As other cryptocurrencies begin to increase in price, there are increased concerns about the industry’s environmental impact.
The Impact of Digital Mining
There is no doubt that environmental issues are high on the agenda for large organisations around the world. Recently Elon Musk, CEO of Tesla Motors, announced that he would suspend the use of bitcoin in purchasing Tesla vehicles. This was a sudden change as Musk had only announced around two months ago that Tesla would accept bitcoin as payment. Musk explained in a recent tweet that the company does not plan to sell any of its US$2.48bn worth of holdings but plans to continue using them once mining is more sustainable.
Musk claims that his decision was influenced by concerns about the energy consumption of the cryptocurrency due to its popularity and drastic price increase. According to the Cambridge Bitcoin Electricity Consumption Index, the electricity consumption of BTC increased by more than 163% in the second half of February 2021, in the very early stages of its price surge.
It is clear that cryptocurrency has integrated itself into the financial industry. However, with leaders across the world planning for a more sustainable future, it is clear the sustainability aspect of cryptocurrency needs to be addressed.

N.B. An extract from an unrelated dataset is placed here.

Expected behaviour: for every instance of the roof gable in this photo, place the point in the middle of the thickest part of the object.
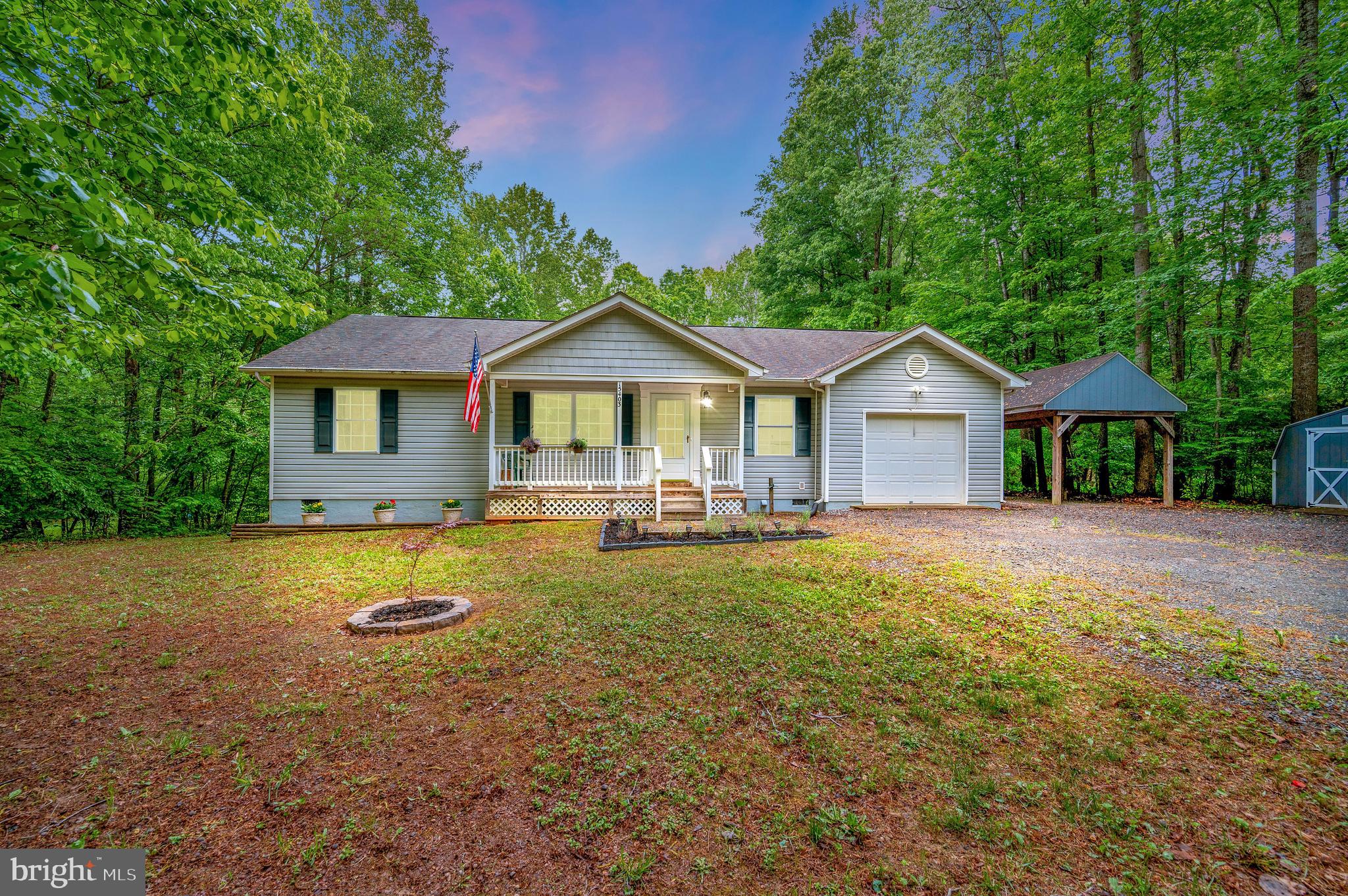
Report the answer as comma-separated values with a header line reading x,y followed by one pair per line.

A recent New York bill proposes a moratorium of crypto mining centres, as authorities wish to assess the industry’s environmental impact more thoroughly. The United Kingdom is also likely to address concerns following Prime Minister Boris Johnson’s launch of the country's ambitious plans for a 68% reduction in greenhouse gas emissions by 2030.
Be More Sustainable
Realistically, cryptocurrency and blockchains would need to be powered by 100% renewable energy sources to be truly sustainable. This is one of the targets set by the Crypto Climate Accord (CCA), which works with over 40 supporters, including Ripple, World Economic Forum, Energy Web Foundation, Rocky Mountain Institute and ConsenSys.

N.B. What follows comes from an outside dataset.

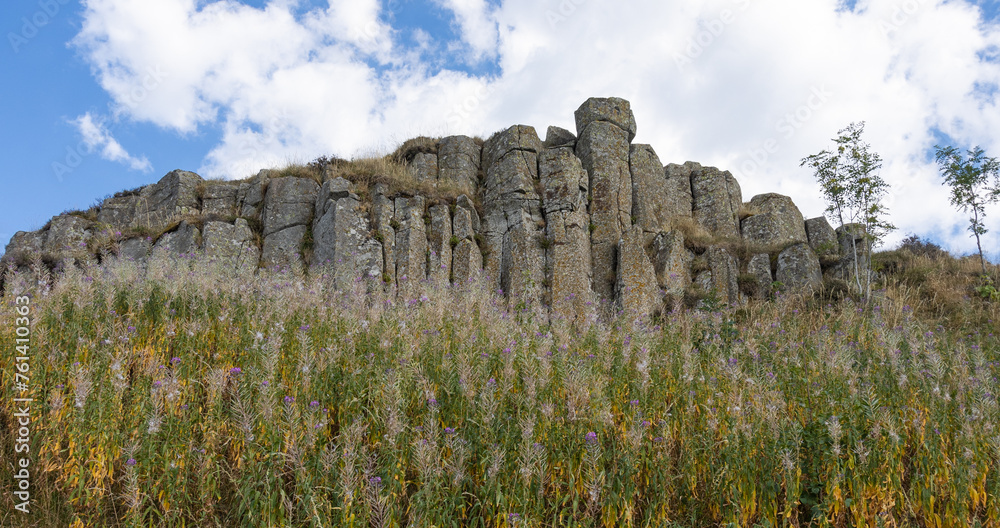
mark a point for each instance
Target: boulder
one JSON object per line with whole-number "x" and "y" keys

76% of crypto hashers claim to be using renewable energy sources to power their processes, but only 39% of the energy consumed in hashing is renewable. Despite claims that the industry is using more renewable energy, there are significant questions about whether this is actually the case. Developments are likely to be required to allow continued cryptocurrency mining in the future. The CCA is currently working to standardise mining and make renewable energy more accessible for the industry ─ with the hope that, one day, cryptocurrencies and blockchain technology can align with the increasingly prevalent global drive for sustainable practices.